The balls of her palms moved to her temples, elbows sticking out, encouraging his hand to drop away. She huffed a harsh sound of frustration and shook her head. Then, she turned around quickly and shoved her face into his chest where he couldn't see it. Her arms wrapped as far around him as they could reach.

Tobias staggered slightly and pressed his cane down, wincing at the sudden force against his raw middle. His vision sharpened, but he took little notice. The little millions of screens made themselves small in the corners of his eyes. Tears soaked through his shirt.

"Oh..." One hand lifted to the back of her head, the other around her back. He rested his cheek on her spiky white hair and held her closer. "Sweetheart... It will be all right."

She shook her head without lifting it. Her nose crushed against his sore sternum.

"There, there." He coaxed her head over his shoulder, stooping to press his over hers.

Dizzy's hands twisted fistfuls of his shirt behind his back. Her eyes hid in the fabric covering his shoulder.

"We can go for breakfast tomorrow, before we part," Tobias said gently. "How do waffles sound?"

She shook her head again.

"Bacon and eggs? Creamy mushrooms? Cinnamon rolls?"

She groaned loudly and shook her head. Her body quivered.

"I know the city like the back of my hand. Whatever you want, we'll find it."

"How can you be thinking about food?" Dizzy moaned. She dug her face deeper into his shoulder, then withdrew to wipe any remaining emotion off her face with her black denim sleeves. The redness remained.

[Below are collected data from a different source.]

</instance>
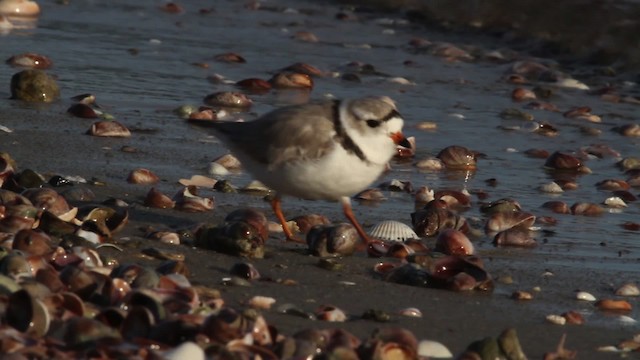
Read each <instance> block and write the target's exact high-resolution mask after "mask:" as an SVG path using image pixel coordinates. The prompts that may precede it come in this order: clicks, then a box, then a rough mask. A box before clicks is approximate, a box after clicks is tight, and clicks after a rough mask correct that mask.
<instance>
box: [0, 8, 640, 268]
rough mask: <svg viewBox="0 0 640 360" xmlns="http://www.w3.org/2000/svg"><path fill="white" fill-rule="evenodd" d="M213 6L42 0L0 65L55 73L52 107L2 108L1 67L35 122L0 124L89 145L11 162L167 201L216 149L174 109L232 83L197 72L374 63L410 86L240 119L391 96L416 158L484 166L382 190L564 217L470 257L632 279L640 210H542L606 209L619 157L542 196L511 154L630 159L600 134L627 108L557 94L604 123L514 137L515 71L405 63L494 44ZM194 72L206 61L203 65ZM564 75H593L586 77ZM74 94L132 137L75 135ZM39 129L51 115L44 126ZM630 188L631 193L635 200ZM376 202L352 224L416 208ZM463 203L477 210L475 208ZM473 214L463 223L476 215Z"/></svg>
mask: <svg viewBox="0 0 640 360" xmlns="http://www.w3.org/2000/svg"><path fill="white" fill-rule="evenodd" d="M214 4H215V5H214V9H213V11H212V12H211V13H207V14H201V13H199V12H198V10H199V9H201V8H208V7H209V6H210V4H209V3H207V2H196V1H194V2H190V3H189V4H185V5H184V6H185V8H186V11H185V12H184V13H182V14H168V13H164V12H162V11H160V9H159V6H158V3H157V2H153V1H147V2H136V4H135V5H131V4H130V3H129V2H126V1H109V2H106V3H102V2H93V1H83V2H76V1H74V2H71V3H70V4H69V5H58V4H55V3H54V2H43V3H42V4H41V6H42V11H43V13H42V15H41V17H40V18H39V19H38V21H37V24H36V26H35V27H33V28H26V29H15V30H12V31H10V32H8V33H5V34H3V35H2V36H0V57H2V59H6V58H9V57H10V56H11V55H14V54H18V53H22V52H37V53H41V54H44V55H47V56H49V57H50V58H51V59H52V60H53V62H54V67H53V68H52V69H51V70H49V73H51V74H55V75H56V76H57V77H58V81H59V85H60V87H61V91H62V99H61V100H60V101H58V102H56V103H53V104H50V105H37V106H34V105H28V104H21V103H18V102H15V101H11V100H9V99H8V97H9V95H10V94H9V87H8V84H9V82H10V78H11V75H12V74H13V73H15V72H17V71H18V70H17V69H12V68H10V67H9V66H8V65H3V66H2V68H3V70H2V71H1V72H0V84H6V86H2V87H1V88H0V98H1V99H0V104H1V105H0V106H1V107H2V108H8V107H10V108H13V109H18V110H20V109H24V113H25V114H27V113H28V114H31V115H33V114H34V113H35V114H36V115H34V116H35V119H31V120H30V121H13V120H11V119H3V118H0V125H5V126H9V123H10V127H11V128H13V130H16V132H19V131H31V130H34V129H36V130H37V129H39V130H43V131H47V132H50V133H51V136H52V137H55V136H56V134H67V135H68V134H69V133H70V132H72V133H77V136H78V144H68V146H78V147H79V149H80V148H81V149H83V150H84V151H83V152H78V153H76V155H77V157H73V158H72V159H68V158H60V156H59V154H58V152H57V151H58V150H57V149H56V148H55V147H53V148H52V149H51V152H50V153H49V154H48V157H47V158H46V159H44V160H43V159H40V160H35V159H36V158H38V157H39V156H40V154H36V153H34V154H33V157H34V160H33V162H31V161H28V160H26V159H22V160H21V161H20V163H22V164H25V166H27V167H34V168H36V169H37V170H41V171H44V172H47V171H49V172H58V173H66V174H70V175H79V176H82V177H85V178H91V177H92V176H93V175H94V174H96V173H98V174H99V175H100V176H101V177H102V178H104V179H105V180H107V181H111V182H124V181H125V178H126V174H127V172H128V171H129V170H132V169H134V168H137V167H146V168H149V169H151V170H153V171H154V172H156V173H157V174H158V175H159V176H160V177H161V178H163V179H164V182H163V184H161V186H162V187H164V188H165V189H167V190H168V192H174V191H175V190H176V189H177V188H178V185H177V183H176V182H177V180H178V179H180V178H184V177H189V176H191V175H193V174H195V173H200V174H204V173H205V171H206V168H207V165H208V162H209V161H210V160H211V159H213V158H214V157H216V156H218V155H221V154H223V153H224V152H225V150H224V148H222V147H221V146H220V145H219V144H218V143H217V141H216V140H215V139H214V138H212V137H210V136H208V135H207V134H206V133H205V132H204V131H202V130H201V129H198V128H194V127H192V126H191V125H189V124H187V123H185V122H184V121H183V120H180V119H179V118H178V117H177V116H176V115H174V114H173V113H172V109H174V108H175V107H177V106H180V105H182V104H187V103H192V104H201V101H202V98H203V97H204V96H205V95H207V94H208V93H212V92H215V91H223V90H233V89H234V88H233V87H232V86H231V85H220V84H213V83H211V82H209V81H208V80H207V77H208V76H211V75H213V74H214V73H217V74H221V75H223V76H224V77H225V78H228V79H230V80H234V81H236V80H241V79H244V78H249V77H261V78H268V77H270V76H271V74H273V72H275V71H276V70H277V69H280V68H282V67H285V66H288V65H290V64H293V63H295V62H307V63H310V64H312V65H315V66H317V67H319V68H321V69H324V70H328V71H332V72H335V73H336V74H339V73H341V72H343V71H344V65H345V64H346V63H348V62H350V61H361V62H364V63H370V64H373V65H374V66H375V67H376V69H377V70H378V71H379V72H381V73H384V74H388V75H389V76H393V77H396V76H397V77H404V78H406V79H409V80H410V81H411V82H412V83H413V84H411V85H400V84H394V83H391V82H389V81H388V78H387V77H385V76H363V77H362V83H347V82H344V81H341V80H340V79H339V77H327V78H321V79H316V85H315V87H314V89H313V91H312V92H311V93H310V94H299V93H294V94H293V96H292V94H282V93H279V94H278V93H276V94H274V93H272V94H269V95H263V96H253V97H252V99H253V100H254V106H253V107H252V109H251V112H250V113H246V114H240V115H237V116H239V117H242V118H244V119H252V118H254V117H255V116H256V115H260V114H263V113H265V112H267V111H269V110H270V109H272V108H273V107H274V106H277V105H282V104H285V103H287V102H289V101H291V100H292V98H294V99H295V98H298V97H299V98H302V99H303V100H304V99H305V98H306V97H307V96H308V97H309V98H310V99H320V98H323V97H327V96H335V97H338V98H342V97H354V96H362V95H388V96H391V97H392V98H393V99H395V100H396V101H397V103H398V106H399V109H400V112H401V113H402V114H403V116H404V117H405V119H406V125H405V134H406V135H407V136H415V137H416V140H417V146H418V150H417V154H416V158H417V159H420V158H424V157H426V156H433V155H435V154H437V153H438V152H439V151H440V150H441V149H443V148H444V147H446V146H449V145H454V144H456V145H462V146H465V147H468V148H470V149H473V150H476V151H479V152H481V153H483V154H485V155H486V157H485V158H482V159H480V161H479V165H478V170H477V171H476V172H475V173H473V174H470V175H465V174H456V173H447V172H429V171H419V170H417V169H416V168H415V167H414V166H413V165H412V164H411V163H407V162H403V163H394V164H393V170H392V171H391V172H390V173H388V174H386V175H385V176H384V179H381V180H380V181H382V180H389V179H392V178H398V179H402V180H410V181H411V182H412V184H413V186H414V188H417V187H419V186H422V185H427V186H429V187H431V188H434V189H458V190H461V189H468V190H470V191H473V190H484V191H487V192H488V194H489V199H488V201H489V200H497V199H499V198H502V197H512V198H515V199H517V200H518V201H519V202H520V203H521V204H522V206H523V208H524V209H525V210H527V211H530V212H533V213H535V214H537V215H549V216H554V217H556V218H557V219H558V220H559V223H558V225H556V226H553V227H545V229H549V230H552V231H553V232H554V234H552V235H551V236H549V235H544V234H542V233H539V234H538V235H537V239H538V240H539V241H540V243H541V244H540V245H539V246H538V247H537V248H536V249H533V250H519V249H515V250H504V251H502V250H501V249H497V250H496V249H494V248H493V246H492V245H491V241H490V239H489V238H488V237H486V238H482V239H479V240H478V242H479V244H480V251H481V254H482V252H486V253H491V254H492V255H493V256H497V257H501V256H502V257H505V258H507V259H513V261H517V259H518V257H520V256H523V257H534V258H536V257H539V258H540V259H541V261H546V262H548V263H549V265H550V266H551V265H554V264H561V265H563V266H569V267H575V268H591V269H601V270H606V271H611V272H621V273H624V274H626V275H625V276H626V277H627V278H633V277H637V275H638V273H639V272H640V267H639V266H638V262H639V261H640V244H638V241H637V240H638V234H637V232H632V231H625V230H623V229H622V228H621V227H620V226H619V225H620V224H622V223H623V222H626V221H638V219H639V213H640V211H639V208H638V205H637V204H636V203H631V204H629V207H628V208H625V209H623V210H621V211H610V212H607V213H605V214H603V215H602V216H599V217H583V216H572V215H553V214H551V213H550V212H548V211H546V210H544V209H541V208H540V205H541V204H542V203H544V202H545V201H548V200H552V199H557V200H562V201H565V202H566V203H568V204H569V205H571V204H573V203H575V202H578V201H589V202H595V203H601V202H602V201H603V200H604V199H605V198H606V197H607V194H606V192H602V191H598V190H596V188H595V184H596V183H597V182H598V181H601V180H604V179H609V178H618V179H623V178H624V174H623V173H622V172H621V171H620V170H619V169H618V168H616V167H615V163H616V161H618V160H619V158H613V157H605V158H603V159H590V160H588V161H587V163H586V165H587V166H589V167H590V168H591V169H592V170H593V173H592V174H589V175H583V176H580V177H578V178H577V182H578V184H579V188H578V189H577V190H573V191H568V192H565V193H563V194H561V195H548V194H543V193H541V192H540V191H539V190H538V189H537V187H538V186H539V185H541V184H544V183H547V182H550V181H551V179H552V177H551V176H550V174H548V173H547V172H545V171H544V170H543V164H544V160H541V159H532V158H529V157H526V156H525V155H524V154H522V151H524V150H527V149H530V148H542V149H546V150H548V151H549V152H553V151H567V152H570V151H576V150H578V149H580V148H581V147H584V146H588V145H590V144H607V145H609V146H611V147H612V148H614V149H615V150H616V151H618V152H619V153H620V154H621V155H622V157H626V156H634V155H638V142H639V140H637V139H635V138H629V137H623V136H621V135H619V134H617V133H615V132H612V131H610V129H611V128H612V127H613V126H616V125H621V124H624V123H632V122H634V121H637V119H638V114H639V111H638V109H639V108H638V105H631V104H622V103H620V104H616V103H610V102H605V101H602V100H600V99H599V98H598V97H597V96H594V95H589V94H588V92H586V91H584V90H576V89H565V88H554V92H555V95H554V97H553V98H552V99H551V100H550V101H551V102H553V103H554V104H556V105H557V106H558V107H559V108H560V109H561V110H563V111H564V110H568V109H570V108H571V107H573V106H582V105H588V106H591V107H592V109H593V113H594V114H598V115H601V116H602V117H603V122H602V123H600V124H587V123H581V122H580V121H579V120H572V119H566V118H564V117H563V116H562V113H552V112H546V111H534V110H525V111H527V112H530V113H532V114H533V115H534V116H535V117H536V119H537V120H538V119H539V120H541V121H548V122H550V123H551V124H553V125H554V126H555V127H557V128H558V129H559V130H560V134H559V135H558V136H556V137H545V136H541V135H536V134H532V133H529V132H527V131H525V130H520V131H506V130H501V129H499V128H498V127H499V126H501V125H514V124H515V125H523V124H524V122H521V121H515V120H509V121H506V120H502V119H501V118H500V117H499V116H498V114H499V113H500V112H501V111H502V110H503V109H506V108H520V109H522V106H523V104H521V103H515V102H513V101H512V100H511V98H510V93H511V90H512V89H513V88H514V87H515V86H514V85H512V84H508V83H507V82H505V81H504V80H503V76H504V74H505V71H506V69H507V68H508V67H509V66H510V64H508V63H506V64H497V63H494V62H490V61H487V60H477V61H473V62H460V61H454V62H451V61H446V60H444V59H443V58H441V57H437V56H433V55H429V54H426V53H424V54H416V53H412V52H410V51H408V50H409V46H408V45H407V44H408V41H409V40H410V39H411V38H413V37H423V38H428V39H430V40H432V41H447V42H452V43H455V44H457V45H459V46H462V45H473V46H476V47H477V48H478V49H480V50H493V49H500V48H501V45H500V44H499V43H496V42H495V41H494V40H492V39H490V38H482V37H470V36H469V35H457V34H447V33H431V32H427V31H426V30H424V29H422V28H420V27H417V26H412V25H408V24H404V23H400V24H396V25H388V26H383V25H379V23H378V22H377V19H380V18H381V17H382V16H381V15H376V14H358V16H359V17H360V21H339V20H336V19H335V18H334V15H335V13H336V12H337V11H338V9H337V8H336V7H332V6H324V7H323V6H319V5H317V4H314V3H300V2H293V1H291V2H286V1H278V2H275V1H274V2H269V3H266V4H269V5H270V6H273V8H272V9H270V10H260V11H250V10H247V9H245V8H244V4H243V2H236V1H226V2H215V3H214ZM287 9H288V10H287ZM398 19H399V18H397V19H395V20H398ZM299 30H308V31H312V32H313V33H314V34H316V35H317V36H318V37H319V38H320V40H321V41H320V42H319V43H304V42H299V41H296V40H293V39H291V35H292V34H293V33H295V32H296V31H299ZM390 30H393V33H391V31H390ZM365 45H367V46H365ZM229 51H233V52H237V53H239V54H240V55H242V56H243V57H245V58H246V59H247V63H246V64H224V63H219V62H215V61H214V60H213V56H215V55H217V54H220V53H223V52H229ZM519 56H522V57H525V56H526V54H521V55H519ZM405 60H412V61H414V62H415V65H414V66H404V65H403V61H405ZM193 63H207V64H209V68H208V69H204V68H202V67H199V66H194V65H193ZM563 70H565V71H567V72H570V71H571V70H574V71H575V72H576V73H581V74H585V73H586V74H590V73H592V69H589V68H581V69H563ZM580 79H581V80H583V81H584V82H586V83H587V84H588V85H589V86H591V87H592V88H598V87H602V86H604V85H607V84H608V83H611V84H612V85H614V86H616V87H618V88H620V89H622V90H623V91H626V92H627V93H629V94H632V95H633V94H636V95H637V94H638V90H637V87H636V84H634V83H622V82H619V81H618V80H617V79H615V78H601V77H597V76H588V77H584V78H580ZM541 85H544V86H551V85H549V84H545V83H542V84H541ZM529 87H530V86H529ZM81 93H93V94H96V96H97V100H98V103H99V104H100V105H101V106H103V107H104V109H105V110H106V111H107V112H108V113H110V114H112V115H114V116H115V118H116V119H118V120H120V121H121V122H123V123H124V124H125V125H127V126H129V127H130V128H132V129H134V134H133V137H132V138H130V139H124V140H123V139H93V138H90V137H88V136H87V135H83V132H84V131H85V129H87V128H88V127H89V125H90V122H88V121H87V120H82V119H77V118H72V117H70V116H67V115H66V114H65V111H66V108H67V107H68V106H69V105H70V104H71V103H72V102H71V100H69V98H70V97H71V96H74V95H77V94H81ZM21 111H22V110H21ZM460 115H461V116H460ZM48 118H52V119H51V122H49V121H48ZM53 118H60V119H61V120H55V119H53ZM38 121H41V122H38ZM423 121H432V122H435V123H437V130H435V131H430V132H427V131H421V130H418V129H417V128H416V125H417V124H418V123H420V122H423ZM580 126H591V127H595V128H598V129H601V130H602V134H601V135H599V136H588V135H584V134H583V133H581V131H580V129H579V127H580ZM136 130H137V131H136ZM10 137H11V135H9V134H0V143H1V144H2V147H5V146H7V147H9V146H8V144H9V139H10ZM203 144H204V145H203ZM58 145H59V146H60V147H61V148H64V147H65V146H67V145H63V144H58ZM123 145H130V146H134V147H136V148H137V149H139V150H140V152H139V153H137V154H123V153H122V152H120V151H118V149H119V148H120V147H122V146H123ZM205 145H206V146H205ZM10 149H11V148H10V147H9V150H8V152H9V153H11V150H10ZM507 149H510V150H507ZM0 150H2V149H0ZM62 150H63V149H60V153H63V151H62ZM65 154H66V153H65ZM70 160H71V161H70ZM38 161H39V162H38ZM35 164H38V166H36V165H35ZM491 178H495V179H496V180H497V182H498V185H497V186H496V187H489V186H488V185H487V184H486V183H485V180H487V179H491ZM230 179H231V181H232V182H233V183H235V184H238V185H243V184H246V183H247V182H248V181H249V180H250V178H249V176H248V174H239V175H234V176H231V177H230ZM632 192H633V193H635V192H636V190H635V189H632ZM215 196H216V200H217V202H218V203H219V204H234V203H235V202H236V201H238V202H247V203H249V204H260V200H259V199H257V198H255V197H250V196H229V195H224V194H216V195H215ZM387 197H388V200H387V201H385V202H383V203H381V204H378V205H373V206H366V205H356V206H355V210H356V213H357V215H358V216H359V217H360V219H361V221H363V222H364V223H365V224H368V225H370V224H373V223H375V222H377V221H379V220H382V219H387V218H391V219H396V220H401V221H404V222H409V221H410V217H409V214H410V213H411V212H412V211H413V199H412V197H411V196H410V195H409V194H405V193H389V194H387ZM473 199H474V203H475V205H477V203H478V201H477V198H475V197H474V198H473ZM475 205H474V207H473V208H472V209H471V210H469V211H468V212H466V213H465V216H467V217H470V218H480V217H481V215H480V213H479V211H478V207H477V206H475ZM262 206H264V205H262ZM365 206H366V207H365ZM301 208H302V209H304V210H308V211H313V212H319V213H325V212H326V213H331V214H334V215H335V216H332V218H335V219H336V220H341V218H340V215H339V214H338V213H339V211H338V206H337V205H336V204H328V203H323V202H315V203H312V202H306V201H299V200H295V199H287V200H286V202H285V211H287V209H289V211H288V212H290V213H295V212H296V211H297V210H298V211H299V209H301ZM545 238H546V242H545V243H542V240H543V239H545Z"/></svg>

Tobias let her go. He pressed his knuckles against his lips to hide a bashful smile, then drummed his fingers on the head of his cane after it went away. He glanced off, eyes wandering the black tiles underfoot, painted with a heat-resistant coating. "Perhaps we all should be getting to sleep."

Dizzy's face, still pinched tight with a stubborn refusal to express herself openly, scrunched further. Her nose wrinkled, her brows sank. Her crimson gaze avoided him. "Whatever." She shot air loudly through her nose and fixed her fingers around her temples. "What were you planning on doing about Spectre? If you broadcast to Defiance, she'll see it."

Tobias's lips twisted and he sneered at the ground. "A complication."

"I'm her counter-power," Dizzy mumbled suggestively, one dark brow lifting.

"You get dizzy whenever you use your powers," Tobias dismissed. He shook his head and lifted his eyes to the hook that swung absently overhead. "Spectre is indeed a complication, but I have been thinking on how to work around her."

"Yeah?" She wiped her nose on her sleeve. "How's that?"

"That is for me to know." Tobias smiled.